Without papers
Nigeria's Housing Minister, Ahmed Dangiwa, says 90% of lands remain unregistered, causing an estimated $300 billion loss.
Nigeria’s Minister of Housing and Urban Development, Ahmed Dangiwa, said over 90 percent of lands in the country remain unregistered, leading to an estimated $300 billion loss. Speaking at the National Land Registration and Documentation Programme (NLRDP), he attributed the issue to a slow, cumbersome, and expensive land registration process that has been non-compulsory since its inception in 1883. This lack of systematic land governance has made it difficult for landowners to leverage their assets for economic purposes. Other challenges include the absence of credible property data, limited access to land records, and restrictive policies like the Land Use Act of 1978.

Government officials at both federal and state levels have made similar statements for decades without taking meaningful action. It is a well-known issue, and there is broad consensus that resolving it is fundamental to unlocking real estate wealth in the country. Despite multiple attempts, efforts to amend the Land Use Act have been unsuccessful. It remains to be seen whether President Tinubu will apply the same vigour to land reforms as he has to tax reforms.

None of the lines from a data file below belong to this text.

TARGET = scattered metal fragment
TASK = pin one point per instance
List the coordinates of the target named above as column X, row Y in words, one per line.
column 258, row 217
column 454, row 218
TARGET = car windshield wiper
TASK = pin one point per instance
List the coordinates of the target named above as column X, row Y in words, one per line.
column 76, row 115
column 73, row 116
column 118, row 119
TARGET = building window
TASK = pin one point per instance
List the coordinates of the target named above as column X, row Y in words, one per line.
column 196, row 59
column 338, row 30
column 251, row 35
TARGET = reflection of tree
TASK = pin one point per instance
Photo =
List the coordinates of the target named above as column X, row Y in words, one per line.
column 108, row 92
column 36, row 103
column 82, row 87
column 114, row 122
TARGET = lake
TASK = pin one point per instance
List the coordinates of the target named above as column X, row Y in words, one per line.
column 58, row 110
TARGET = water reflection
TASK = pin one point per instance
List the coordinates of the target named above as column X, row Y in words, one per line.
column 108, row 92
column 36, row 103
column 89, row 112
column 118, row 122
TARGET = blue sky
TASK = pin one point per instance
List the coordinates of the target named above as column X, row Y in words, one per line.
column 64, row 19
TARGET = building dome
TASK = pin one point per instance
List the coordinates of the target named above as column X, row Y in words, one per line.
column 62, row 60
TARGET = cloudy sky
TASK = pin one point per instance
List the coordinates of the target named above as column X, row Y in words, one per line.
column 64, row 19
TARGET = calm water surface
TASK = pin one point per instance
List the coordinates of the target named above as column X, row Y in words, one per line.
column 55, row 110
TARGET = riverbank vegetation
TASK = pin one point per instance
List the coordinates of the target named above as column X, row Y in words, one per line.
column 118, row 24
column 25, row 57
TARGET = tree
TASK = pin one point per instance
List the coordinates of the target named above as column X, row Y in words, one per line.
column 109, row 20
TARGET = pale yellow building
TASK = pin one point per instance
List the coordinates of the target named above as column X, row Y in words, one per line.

Throughout human history, wealth has been closely tied to land and the availability of resources to cultivate it for value creation. While it is unclear how the Minister arrived at the estimate that Nigeria's lack of land titles has tied up approximately $300 billion in capital, this figure may not be far from reality. What is certain is that unregistered land titles in Nigeria have significant implications, including a lack of legal protection that leaves owners vulnerable to disputes and challenges to their ownership. Additionally, there is a higher risk of encroachment by third parties, a slower pace of property transactions—whether buying, selling, or using land as collateral—and overall limited investment potential.